It is well-known that dance can be therapeutic, fostering a body-mind-soul connection. While dance can heal the individual, it also has the power to move masses. Today's society is quite diverse, and this needs to be seen as a positive rather than a negative. Dance can have a significant impact on society as it can be used to engage with various communities and empower vulnerable groups.

In order to use dance as a tool for social change, there needs to be an inclusive setting whose success depends primarily on the teachers. A leader in the field of inclusive dance training, Gemma Coldicott, who is part of the Royal Academy of Dance's Step into Dance Programme, has been instrumental in preparing teachers to deliver inclusive classes. Her methods engage, empower and allow individuals, whether disabled or non-disabled, to dance together. Although she has many pearls of wisdom, I have chosen to highlight only a few key points.

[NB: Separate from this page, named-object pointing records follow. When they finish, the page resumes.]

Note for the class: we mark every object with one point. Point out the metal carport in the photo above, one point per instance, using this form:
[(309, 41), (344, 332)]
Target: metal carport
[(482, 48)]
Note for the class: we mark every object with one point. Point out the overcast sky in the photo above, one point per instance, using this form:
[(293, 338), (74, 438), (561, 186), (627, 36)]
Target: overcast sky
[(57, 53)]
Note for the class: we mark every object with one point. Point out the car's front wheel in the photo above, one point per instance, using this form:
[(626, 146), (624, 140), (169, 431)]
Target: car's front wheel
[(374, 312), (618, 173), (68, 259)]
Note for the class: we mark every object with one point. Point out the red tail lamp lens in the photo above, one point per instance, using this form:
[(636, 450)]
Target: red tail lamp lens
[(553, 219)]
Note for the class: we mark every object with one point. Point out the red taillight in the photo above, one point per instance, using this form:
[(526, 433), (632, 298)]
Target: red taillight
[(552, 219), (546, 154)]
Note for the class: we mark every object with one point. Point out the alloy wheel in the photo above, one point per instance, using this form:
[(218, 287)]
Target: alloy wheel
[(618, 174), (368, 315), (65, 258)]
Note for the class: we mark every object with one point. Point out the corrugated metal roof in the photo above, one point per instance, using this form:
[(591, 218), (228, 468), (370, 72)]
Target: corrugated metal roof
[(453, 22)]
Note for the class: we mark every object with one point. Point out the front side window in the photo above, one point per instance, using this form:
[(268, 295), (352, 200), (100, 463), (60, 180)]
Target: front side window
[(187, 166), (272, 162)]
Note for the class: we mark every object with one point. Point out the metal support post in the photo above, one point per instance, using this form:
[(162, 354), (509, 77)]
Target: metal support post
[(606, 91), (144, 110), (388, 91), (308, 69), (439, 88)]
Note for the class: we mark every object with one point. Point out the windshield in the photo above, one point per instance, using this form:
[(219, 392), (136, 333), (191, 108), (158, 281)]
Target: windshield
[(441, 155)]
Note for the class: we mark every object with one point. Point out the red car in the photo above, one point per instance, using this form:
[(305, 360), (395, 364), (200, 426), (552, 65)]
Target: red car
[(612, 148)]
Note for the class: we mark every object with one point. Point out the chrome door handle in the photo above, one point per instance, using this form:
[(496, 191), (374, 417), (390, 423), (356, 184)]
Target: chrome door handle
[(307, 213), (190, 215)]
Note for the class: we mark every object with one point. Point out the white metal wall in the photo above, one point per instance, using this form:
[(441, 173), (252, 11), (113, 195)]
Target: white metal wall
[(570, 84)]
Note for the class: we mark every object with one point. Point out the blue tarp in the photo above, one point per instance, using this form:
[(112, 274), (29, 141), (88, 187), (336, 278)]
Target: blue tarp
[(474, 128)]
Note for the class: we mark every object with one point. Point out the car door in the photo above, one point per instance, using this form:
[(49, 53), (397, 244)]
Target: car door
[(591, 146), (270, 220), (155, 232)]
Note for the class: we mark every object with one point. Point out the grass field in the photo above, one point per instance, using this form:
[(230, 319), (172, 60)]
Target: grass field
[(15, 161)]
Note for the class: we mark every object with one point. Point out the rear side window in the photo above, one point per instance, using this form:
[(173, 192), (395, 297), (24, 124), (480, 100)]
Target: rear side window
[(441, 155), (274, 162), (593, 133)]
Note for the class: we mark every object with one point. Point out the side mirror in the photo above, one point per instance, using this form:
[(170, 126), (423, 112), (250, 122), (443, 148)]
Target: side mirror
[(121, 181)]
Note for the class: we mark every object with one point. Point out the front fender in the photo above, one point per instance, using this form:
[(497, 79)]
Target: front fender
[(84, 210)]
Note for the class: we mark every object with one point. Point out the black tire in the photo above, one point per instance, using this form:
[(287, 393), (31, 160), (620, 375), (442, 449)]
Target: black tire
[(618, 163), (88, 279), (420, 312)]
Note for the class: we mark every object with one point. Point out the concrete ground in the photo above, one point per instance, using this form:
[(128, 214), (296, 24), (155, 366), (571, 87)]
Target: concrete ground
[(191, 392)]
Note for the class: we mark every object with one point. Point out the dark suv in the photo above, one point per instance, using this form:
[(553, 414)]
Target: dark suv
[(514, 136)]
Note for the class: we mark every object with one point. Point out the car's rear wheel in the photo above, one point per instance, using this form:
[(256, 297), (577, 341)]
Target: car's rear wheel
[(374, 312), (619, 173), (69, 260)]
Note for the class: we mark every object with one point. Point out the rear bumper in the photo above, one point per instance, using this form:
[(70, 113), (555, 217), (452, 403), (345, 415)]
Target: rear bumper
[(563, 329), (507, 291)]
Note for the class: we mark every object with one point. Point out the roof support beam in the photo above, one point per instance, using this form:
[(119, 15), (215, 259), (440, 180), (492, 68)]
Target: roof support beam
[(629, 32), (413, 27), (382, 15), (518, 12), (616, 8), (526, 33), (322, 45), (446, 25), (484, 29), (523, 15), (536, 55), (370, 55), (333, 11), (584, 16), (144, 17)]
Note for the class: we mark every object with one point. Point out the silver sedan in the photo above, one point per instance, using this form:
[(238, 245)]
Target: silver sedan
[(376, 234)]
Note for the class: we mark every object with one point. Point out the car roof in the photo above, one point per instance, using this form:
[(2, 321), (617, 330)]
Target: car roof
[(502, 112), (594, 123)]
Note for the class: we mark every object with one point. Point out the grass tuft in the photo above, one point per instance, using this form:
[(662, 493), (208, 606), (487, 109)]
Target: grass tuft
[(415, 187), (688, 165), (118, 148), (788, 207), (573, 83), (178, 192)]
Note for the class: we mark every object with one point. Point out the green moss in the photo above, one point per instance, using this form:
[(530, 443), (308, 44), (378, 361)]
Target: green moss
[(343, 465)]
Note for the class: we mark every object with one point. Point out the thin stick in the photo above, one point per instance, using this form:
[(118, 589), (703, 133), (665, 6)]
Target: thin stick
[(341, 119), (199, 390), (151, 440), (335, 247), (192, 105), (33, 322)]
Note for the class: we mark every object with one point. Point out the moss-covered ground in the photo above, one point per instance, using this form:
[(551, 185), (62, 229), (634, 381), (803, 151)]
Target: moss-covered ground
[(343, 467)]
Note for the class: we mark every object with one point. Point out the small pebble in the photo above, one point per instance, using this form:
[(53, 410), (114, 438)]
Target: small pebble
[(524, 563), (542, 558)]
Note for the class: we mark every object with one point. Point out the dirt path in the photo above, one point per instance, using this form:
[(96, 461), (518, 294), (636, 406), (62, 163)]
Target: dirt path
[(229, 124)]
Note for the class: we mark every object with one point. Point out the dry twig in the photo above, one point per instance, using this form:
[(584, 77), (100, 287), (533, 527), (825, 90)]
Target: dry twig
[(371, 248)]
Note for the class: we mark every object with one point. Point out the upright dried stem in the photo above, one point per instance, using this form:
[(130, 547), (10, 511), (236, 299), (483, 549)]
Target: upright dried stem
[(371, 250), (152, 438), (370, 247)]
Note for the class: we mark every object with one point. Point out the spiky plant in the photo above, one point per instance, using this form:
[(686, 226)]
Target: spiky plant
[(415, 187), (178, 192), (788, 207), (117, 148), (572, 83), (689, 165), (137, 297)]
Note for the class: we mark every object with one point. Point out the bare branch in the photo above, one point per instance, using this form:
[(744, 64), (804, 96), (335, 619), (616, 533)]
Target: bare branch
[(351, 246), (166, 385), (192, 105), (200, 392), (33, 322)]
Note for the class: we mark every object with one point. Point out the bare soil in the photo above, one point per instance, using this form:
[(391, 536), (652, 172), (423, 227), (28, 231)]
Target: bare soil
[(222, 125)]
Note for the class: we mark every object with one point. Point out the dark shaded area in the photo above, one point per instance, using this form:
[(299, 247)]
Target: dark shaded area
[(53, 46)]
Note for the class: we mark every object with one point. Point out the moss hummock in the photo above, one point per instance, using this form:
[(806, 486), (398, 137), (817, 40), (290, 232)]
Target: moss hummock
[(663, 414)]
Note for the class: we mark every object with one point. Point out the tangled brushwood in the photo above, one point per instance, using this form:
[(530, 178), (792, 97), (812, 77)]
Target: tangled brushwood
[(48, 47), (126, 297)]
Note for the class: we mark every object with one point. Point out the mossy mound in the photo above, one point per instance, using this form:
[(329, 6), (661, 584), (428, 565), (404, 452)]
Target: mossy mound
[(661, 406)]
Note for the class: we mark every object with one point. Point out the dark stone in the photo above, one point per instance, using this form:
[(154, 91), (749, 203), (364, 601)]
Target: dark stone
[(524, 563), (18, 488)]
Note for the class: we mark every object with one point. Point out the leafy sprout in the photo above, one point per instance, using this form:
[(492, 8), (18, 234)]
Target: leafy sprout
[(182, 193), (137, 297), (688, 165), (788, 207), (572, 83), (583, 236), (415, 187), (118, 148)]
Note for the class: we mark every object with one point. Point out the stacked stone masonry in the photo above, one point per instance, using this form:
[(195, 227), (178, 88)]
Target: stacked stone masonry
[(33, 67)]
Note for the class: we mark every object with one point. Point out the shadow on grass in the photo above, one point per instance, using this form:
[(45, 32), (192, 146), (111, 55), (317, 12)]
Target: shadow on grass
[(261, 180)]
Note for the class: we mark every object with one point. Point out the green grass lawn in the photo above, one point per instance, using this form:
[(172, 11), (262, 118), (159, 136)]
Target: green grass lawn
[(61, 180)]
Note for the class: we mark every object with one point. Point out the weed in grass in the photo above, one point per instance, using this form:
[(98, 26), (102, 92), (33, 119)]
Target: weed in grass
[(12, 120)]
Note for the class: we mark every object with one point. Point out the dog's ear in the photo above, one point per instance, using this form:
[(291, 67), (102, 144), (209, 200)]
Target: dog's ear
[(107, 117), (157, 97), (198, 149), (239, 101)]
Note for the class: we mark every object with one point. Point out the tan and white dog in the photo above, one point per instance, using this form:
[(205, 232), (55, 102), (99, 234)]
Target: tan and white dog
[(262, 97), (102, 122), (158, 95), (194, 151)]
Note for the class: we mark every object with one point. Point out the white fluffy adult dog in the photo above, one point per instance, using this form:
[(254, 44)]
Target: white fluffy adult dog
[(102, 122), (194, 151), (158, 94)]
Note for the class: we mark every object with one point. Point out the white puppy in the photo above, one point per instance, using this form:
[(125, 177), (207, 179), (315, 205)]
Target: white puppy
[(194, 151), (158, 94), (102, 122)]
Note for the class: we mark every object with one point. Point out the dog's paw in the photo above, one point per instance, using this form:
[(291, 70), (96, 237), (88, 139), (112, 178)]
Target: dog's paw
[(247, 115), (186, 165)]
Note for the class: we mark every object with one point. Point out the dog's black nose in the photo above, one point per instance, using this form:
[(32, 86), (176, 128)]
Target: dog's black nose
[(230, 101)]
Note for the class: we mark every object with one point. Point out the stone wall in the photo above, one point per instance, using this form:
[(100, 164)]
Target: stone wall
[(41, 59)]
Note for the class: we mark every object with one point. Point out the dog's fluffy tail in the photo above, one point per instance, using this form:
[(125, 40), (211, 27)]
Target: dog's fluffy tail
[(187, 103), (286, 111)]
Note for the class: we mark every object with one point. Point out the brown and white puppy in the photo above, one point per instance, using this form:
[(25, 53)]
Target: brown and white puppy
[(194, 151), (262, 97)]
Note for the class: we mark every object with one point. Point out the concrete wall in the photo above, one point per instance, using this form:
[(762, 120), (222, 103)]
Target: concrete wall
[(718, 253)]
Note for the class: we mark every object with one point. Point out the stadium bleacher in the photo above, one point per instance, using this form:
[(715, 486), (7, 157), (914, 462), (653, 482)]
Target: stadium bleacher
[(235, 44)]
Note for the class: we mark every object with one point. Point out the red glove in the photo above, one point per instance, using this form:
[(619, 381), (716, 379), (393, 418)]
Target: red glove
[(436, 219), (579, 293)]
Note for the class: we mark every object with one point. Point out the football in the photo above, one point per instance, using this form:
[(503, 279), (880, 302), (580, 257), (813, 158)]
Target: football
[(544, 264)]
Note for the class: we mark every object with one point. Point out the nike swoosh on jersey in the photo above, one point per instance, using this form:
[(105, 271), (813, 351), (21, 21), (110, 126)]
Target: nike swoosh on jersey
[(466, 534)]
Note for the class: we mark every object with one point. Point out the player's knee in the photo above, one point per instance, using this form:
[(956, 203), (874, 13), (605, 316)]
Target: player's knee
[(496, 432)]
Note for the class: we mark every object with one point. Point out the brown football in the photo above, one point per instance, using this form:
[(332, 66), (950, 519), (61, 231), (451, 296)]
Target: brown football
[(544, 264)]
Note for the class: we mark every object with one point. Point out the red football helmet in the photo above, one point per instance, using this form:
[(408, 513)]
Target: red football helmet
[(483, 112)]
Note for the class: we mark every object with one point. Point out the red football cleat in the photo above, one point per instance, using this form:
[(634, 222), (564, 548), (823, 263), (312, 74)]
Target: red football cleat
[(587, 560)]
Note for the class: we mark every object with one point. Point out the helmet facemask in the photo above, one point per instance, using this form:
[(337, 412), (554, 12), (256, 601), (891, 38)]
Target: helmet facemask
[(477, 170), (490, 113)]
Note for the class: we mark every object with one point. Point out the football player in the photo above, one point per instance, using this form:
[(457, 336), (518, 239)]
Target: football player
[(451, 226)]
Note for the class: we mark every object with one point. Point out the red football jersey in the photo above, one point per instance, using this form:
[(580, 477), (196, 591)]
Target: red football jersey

According to Gemma, an inclusive classroom is “Space to explore dance and movement with equality and collaboration, regardless of age or ability” and should “allow students to find their own solutions to difficult sections.” In addition, as a teacher you should “maintain a high level of expectation from your group and encourage them to achieve more than they ever felt they could achieve.” Lastly, “asking the participants to reflect on the session and verbalize, or physically represent, their feelings and thoughts is critical.” Gemma's trainings offer tools which can be implemented in any classroom but especially within inclusive dance settings.

In order to promote accessibility, DanceXchange in Birmingham, UK offered a training course called STRIVE, supported by the Esmee Fairbairn Foundation, for dance artists who wanted to develop skills and confidence in delivering dance activity for vulnerable groups. Although many of the artists had already been working and teaching in inclusive settings, the mentoring that came with the training was invaluable. A class I taught as part of this training program was made up of male asylum seekers and refugees from various countries, who were incredibly humble, shy and some reluctant to even join the dance class. What I noticed was that with a balanced approach of structure and freedom through creative tasks, the participants became leaders of their class and felt free to play, create and dance. What to me were generic steps and basic dance formations brought them to a space where they could enjoy themselves. The laughter in the room was invigorating, honest and contagious. Although this class was not a dance therapy session, it appeared to have therapeutic benefits for participants. The physical, social as well as political uncertainties of their lives were, for a moment, replaced by dance which did bring joy and maybe even healed some part of a fractured spirit.

Dance is a way forward and leads to social cohesion and inclusion of those often vulnerable and excluded groups. While there are projects which aim to bring dance to such communities, there is still need for more. With financial budgets disappearing more and more and arts programs being few and far between, it is important to remember that dance can be a form of therapy for the world and must be accessible to all.